Each header below represents a feature selection transform. These transforms are used in the context of feature_selections.

[[feature_selections]]
input_column = "clean_birthyr"
output_column = "replaced_birthyr"
condition = "case when clean_birthyr is null or clean_birthyr == '' then year - age else clean_birthyr end"
transform = "sql_condition"

There are some additional attributes available for all transforms: checkpoint, override_column_a, override_column_b, set_value_column_a, set_value_column_b.

bigrams

Split the given string column into bigrams.

  • Attributes:

    • input_column - Type: string. Required.

    • output_column - Type: string. Required.

    • no_first_pad - Type: boolean. Optional. If set to true, don’t prepend a space “ “ to the column before splitting into bigrams. If false or not provided, do prepend the space.

[[feature_selections]]
input_column = "namelast_clean"
output_column = "namelast_clean_bigrams"
transform = "bigrams"

sql_condition

Apply the given SQL.

  • Attributes:

    • condition - Type: string. Required. The SQL condition to apply.

    • output_column - Type: string.

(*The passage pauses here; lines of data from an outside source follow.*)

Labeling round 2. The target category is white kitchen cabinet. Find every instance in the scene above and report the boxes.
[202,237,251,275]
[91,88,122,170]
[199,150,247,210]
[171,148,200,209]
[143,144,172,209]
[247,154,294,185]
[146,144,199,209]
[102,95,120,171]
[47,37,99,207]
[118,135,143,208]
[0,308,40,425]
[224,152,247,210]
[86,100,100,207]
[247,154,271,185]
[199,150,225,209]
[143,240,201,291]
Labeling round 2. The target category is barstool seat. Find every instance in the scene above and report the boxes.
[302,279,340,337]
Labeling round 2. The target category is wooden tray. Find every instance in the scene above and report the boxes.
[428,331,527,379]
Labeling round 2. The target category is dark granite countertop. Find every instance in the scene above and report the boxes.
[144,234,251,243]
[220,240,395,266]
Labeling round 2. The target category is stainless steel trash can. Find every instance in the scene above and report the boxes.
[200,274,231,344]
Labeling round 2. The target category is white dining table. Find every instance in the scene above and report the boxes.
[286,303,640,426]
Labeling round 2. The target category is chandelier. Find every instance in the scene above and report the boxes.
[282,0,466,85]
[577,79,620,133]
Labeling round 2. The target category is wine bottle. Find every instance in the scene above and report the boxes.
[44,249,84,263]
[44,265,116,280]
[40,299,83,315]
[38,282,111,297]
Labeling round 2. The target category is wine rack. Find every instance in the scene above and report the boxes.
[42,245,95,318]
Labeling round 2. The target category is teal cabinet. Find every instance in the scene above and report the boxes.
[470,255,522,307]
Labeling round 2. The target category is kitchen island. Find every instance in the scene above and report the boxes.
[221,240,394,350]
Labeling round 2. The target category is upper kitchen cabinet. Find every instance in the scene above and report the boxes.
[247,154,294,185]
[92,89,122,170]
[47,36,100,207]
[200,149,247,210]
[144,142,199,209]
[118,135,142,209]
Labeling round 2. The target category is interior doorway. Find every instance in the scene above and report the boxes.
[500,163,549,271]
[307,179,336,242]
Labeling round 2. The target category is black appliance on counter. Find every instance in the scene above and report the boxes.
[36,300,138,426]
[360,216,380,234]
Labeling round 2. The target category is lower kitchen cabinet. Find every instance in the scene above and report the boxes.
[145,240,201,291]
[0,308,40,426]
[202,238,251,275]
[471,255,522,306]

Required.

[[feature_selections]]
input_column = "clean_birthyr"
output_column = "replaced_birthyr"
condition = "case when clean_birthyr is null or clean_birthyr == '' then year - age else clean_birthyr end"
transform = "sql_condition"

array

Combine two input columns into an array output column.

  • Attributes:

    • input_columns - Type: list of strings. Required. The two input columns.

    • output_column - Type: string. Required.

[[feature_selections]]
input_columns = ["namelast_clean_bigrams", "namefrst_unstd_bigrams"]
output_column = "namelast_frst_bigrams"
transform = "array"

union

Take the set union of two columns that are arrays of strings, returning another array of strings.

  • Attributes:

    • input_columns - Type: list of strings. Required.

    • output_column - Type: string. Required.

soundex

Compute the soundex encoding of the input column.

  • Attributes:

    • input_column - Type: string. Required.

    • output_column - Type: string. Required.

[[feature_selections]]
input_column = "namelast_clean"
output_column = "namelast_clean_soundex"
transform = "soundex"

power

Raise the input column to a given power.

  • Attributes:

    • input_col - Type: string. Required.

    • output_col - Type: string. Required.

    • exponent - Type: int. Required. The power to which to raise the input column.

[[feature_selections]]
input_col = "ncount"
output_col = "ncount2"
transform = "power"
exponent = 2